Our DD4 went to Warwick for psychology too, with Biology, Psychology, Maths and sociology in addition to extended project.. She was very academic and not very confident and in fact was exactly as you describe your DD . Warwick was great for her although she struggled to adapt to being away from home during the first term. The mistake we made was requesting a quiet flat as DD was definitely not a party animal. She found herself in a flat of reclusive overseas students which was far from ideal. However, she eventually found her tribe and had a great time in the end. Leamington is a brilliant place to live after first year halls and is the hub of Warwick student life away from campus. She got a first changed direction and applied to Med School at Warwick where again she excelled. Now an extremely competant and confident medic in her field.

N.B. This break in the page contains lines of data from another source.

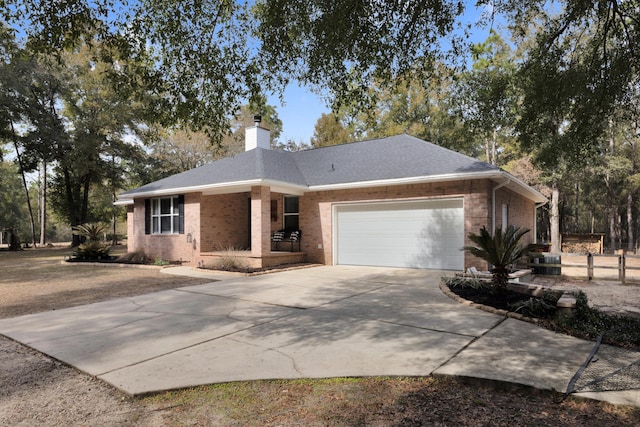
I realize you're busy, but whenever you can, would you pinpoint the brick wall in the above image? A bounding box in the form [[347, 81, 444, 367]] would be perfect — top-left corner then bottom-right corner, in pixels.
[[200, 193, 251, 252], [496, 187, 536, 244], [300, 180, 534, 270], [300, 180, 490, 264], [127, 193, 201, 263]]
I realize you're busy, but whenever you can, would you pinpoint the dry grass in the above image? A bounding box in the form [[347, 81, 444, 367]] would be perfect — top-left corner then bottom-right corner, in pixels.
[[0, 248, 640, 426], [0, 247, 210, 318]]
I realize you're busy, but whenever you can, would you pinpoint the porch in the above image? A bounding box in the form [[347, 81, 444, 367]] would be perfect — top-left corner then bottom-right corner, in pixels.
[[196, 250, 307, 268]]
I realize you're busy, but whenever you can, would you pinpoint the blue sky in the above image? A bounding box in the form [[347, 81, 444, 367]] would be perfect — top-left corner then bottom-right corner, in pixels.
[[269, 0, 500, 143]]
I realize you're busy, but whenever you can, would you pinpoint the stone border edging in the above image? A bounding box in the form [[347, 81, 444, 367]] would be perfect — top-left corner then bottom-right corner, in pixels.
[[440, 280, 540, 325], [60, 260, 165, 270]]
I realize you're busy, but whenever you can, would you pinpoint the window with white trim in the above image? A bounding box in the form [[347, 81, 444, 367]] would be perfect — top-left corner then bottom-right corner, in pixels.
[[145, 196, 184, 234], [284, 196, 300, 230]]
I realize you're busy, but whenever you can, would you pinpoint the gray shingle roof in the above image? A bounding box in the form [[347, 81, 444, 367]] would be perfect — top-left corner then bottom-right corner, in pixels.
[[121, 135, 500, 198], [292, 135, 499, 186]]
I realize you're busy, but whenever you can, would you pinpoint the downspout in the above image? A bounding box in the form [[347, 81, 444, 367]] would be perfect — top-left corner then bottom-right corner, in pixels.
[[533, 202, 547, 243], [491, 178, 511, 236]]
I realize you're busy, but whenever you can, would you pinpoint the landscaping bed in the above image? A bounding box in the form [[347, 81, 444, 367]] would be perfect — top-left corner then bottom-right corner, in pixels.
[[443, 277, 640, 351], [0, 248, 640, 427]]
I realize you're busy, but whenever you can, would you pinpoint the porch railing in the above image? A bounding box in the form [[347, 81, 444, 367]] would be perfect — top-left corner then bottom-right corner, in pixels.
[[528, 253, 640, 284]]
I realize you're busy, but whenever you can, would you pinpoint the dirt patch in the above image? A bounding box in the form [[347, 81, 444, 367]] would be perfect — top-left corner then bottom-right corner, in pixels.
[[0, 249, 640, 426]]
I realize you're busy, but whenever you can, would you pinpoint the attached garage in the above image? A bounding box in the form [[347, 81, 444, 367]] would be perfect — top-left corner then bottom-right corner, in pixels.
[[333, 198, 464, 270]]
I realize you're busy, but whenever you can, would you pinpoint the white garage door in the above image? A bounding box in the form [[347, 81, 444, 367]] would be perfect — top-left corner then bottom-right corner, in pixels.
[[334, 199, 464, 270]]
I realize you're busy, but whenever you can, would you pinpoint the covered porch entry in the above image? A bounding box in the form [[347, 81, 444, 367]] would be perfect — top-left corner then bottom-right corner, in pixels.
[[196, 185, 306, 268]]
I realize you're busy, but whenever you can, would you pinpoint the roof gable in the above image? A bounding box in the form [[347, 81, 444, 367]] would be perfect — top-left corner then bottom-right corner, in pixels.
[[119, 134, 546, 204], [292, 134, 499, 186]]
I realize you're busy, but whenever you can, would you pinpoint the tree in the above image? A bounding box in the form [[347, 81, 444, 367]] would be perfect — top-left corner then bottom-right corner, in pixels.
[[0, 161, 29, 241], [311, 113, 355, 148], [494, 0, 640, 163], [463, 225, 529, 292], [0, 0, 464, 142], [457, 30, 517, 165]]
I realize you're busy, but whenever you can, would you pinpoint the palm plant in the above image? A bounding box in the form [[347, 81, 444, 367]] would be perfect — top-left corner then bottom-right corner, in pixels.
[[72, 223, 107, 242], [462, 226, 529, 290]]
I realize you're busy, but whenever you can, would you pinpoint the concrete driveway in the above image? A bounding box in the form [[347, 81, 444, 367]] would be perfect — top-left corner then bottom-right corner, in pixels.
[[0, 266, 637, 403]]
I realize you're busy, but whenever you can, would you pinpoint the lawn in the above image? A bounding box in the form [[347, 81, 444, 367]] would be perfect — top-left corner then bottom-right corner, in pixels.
[[0, 248, 640, 426]]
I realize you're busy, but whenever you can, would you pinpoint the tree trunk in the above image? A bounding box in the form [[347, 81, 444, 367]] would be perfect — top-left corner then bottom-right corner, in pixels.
[[11, 122, 36, 247], [549, 179, 562, 254], [491, 128, 498, 165], [627, 192, 634, 252], [40, 161, 47, 246], [484, 138, 491, 163], [608, 210, 616, 251]]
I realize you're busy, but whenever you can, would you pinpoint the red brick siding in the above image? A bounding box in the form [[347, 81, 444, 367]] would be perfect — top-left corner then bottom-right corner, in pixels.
[[300, 180, 490, 264], [200, 193, 250, 252], [127, 193, 200, 262]]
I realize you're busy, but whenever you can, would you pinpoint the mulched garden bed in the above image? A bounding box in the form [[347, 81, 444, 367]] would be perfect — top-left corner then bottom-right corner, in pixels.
[[199, 263, 319, 275], [449, 287, 556, 319]]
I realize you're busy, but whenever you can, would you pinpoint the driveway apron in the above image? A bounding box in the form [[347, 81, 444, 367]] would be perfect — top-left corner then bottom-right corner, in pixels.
[[0, 266, 632, 404]]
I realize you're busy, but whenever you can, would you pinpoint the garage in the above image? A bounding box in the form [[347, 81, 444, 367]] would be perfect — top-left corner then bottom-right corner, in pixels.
[[333, 198, 464, 270]]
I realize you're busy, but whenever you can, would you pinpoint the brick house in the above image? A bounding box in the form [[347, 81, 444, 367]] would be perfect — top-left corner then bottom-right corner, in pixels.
[[116, 121, 546, 270]]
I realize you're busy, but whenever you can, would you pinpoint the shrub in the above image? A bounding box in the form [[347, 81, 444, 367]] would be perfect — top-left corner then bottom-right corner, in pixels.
[[118, 249, 149, 264], [73, 240, 111, 260], [555, 291, 640, 347], [509, 297, 556, 317], [462, 225, 529, 290], [442, 276, 491, 290], [72, 224, 107, 242]]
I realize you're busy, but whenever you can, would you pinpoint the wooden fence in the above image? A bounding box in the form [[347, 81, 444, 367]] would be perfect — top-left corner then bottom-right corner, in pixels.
[[528, 253, 640, 283]]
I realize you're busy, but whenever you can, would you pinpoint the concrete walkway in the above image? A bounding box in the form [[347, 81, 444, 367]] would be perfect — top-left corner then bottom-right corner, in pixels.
[[0, 266, 640, 406]]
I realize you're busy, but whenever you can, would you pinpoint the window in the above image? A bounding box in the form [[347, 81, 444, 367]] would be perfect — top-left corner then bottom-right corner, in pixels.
[[502, 205, 509, 233], [145, 196, 184, 234], [284, 196, 300, 230]]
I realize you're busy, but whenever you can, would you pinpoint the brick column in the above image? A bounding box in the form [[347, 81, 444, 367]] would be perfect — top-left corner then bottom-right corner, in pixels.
[[251, 186, 271, 257]]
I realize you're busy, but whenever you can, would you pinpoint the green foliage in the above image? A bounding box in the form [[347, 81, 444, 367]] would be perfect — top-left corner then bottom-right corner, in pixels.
[[73, 240, 111, 260], [509, 297, 556, 317], [556, 291, 640, 347], [117, 249, 149, 264], [72, 224, 107, 242], [442, 276, 491, 290], [0, 162, 29, 235], [462, 225, 529, 288]]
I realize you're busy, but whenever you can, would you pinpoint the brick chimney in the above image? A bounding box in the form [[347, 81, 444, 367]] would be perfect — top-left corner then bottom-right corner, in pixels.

Good luck to your DD whatever she decides. I understand that York is equally good for psychology so she may consider there perhaps?

Superstar22 · 27/10/2023 22:19

I’m a psychologist. Agree with all the above helpful advice.

she’ll typically do around 10-12 hours lectures. She’ll then likely need a MSc or lots of experience in clinical or research settings (3-6 years) before either doing a phd in psychology if she wants to do an academic route and go into research or lecturing or a doctoral course if she wants to practice as a psychologist in the nhs or similar.

I did all options so that meant studying for 4 degrees.

i have absolutely loved the flexibility, the passion for both academia and clinical work & very recently the pay ☺️

Would highly recommend if she wants to devote 15 years to making it happen. I’m now 39 and “made it” about 4 years ago.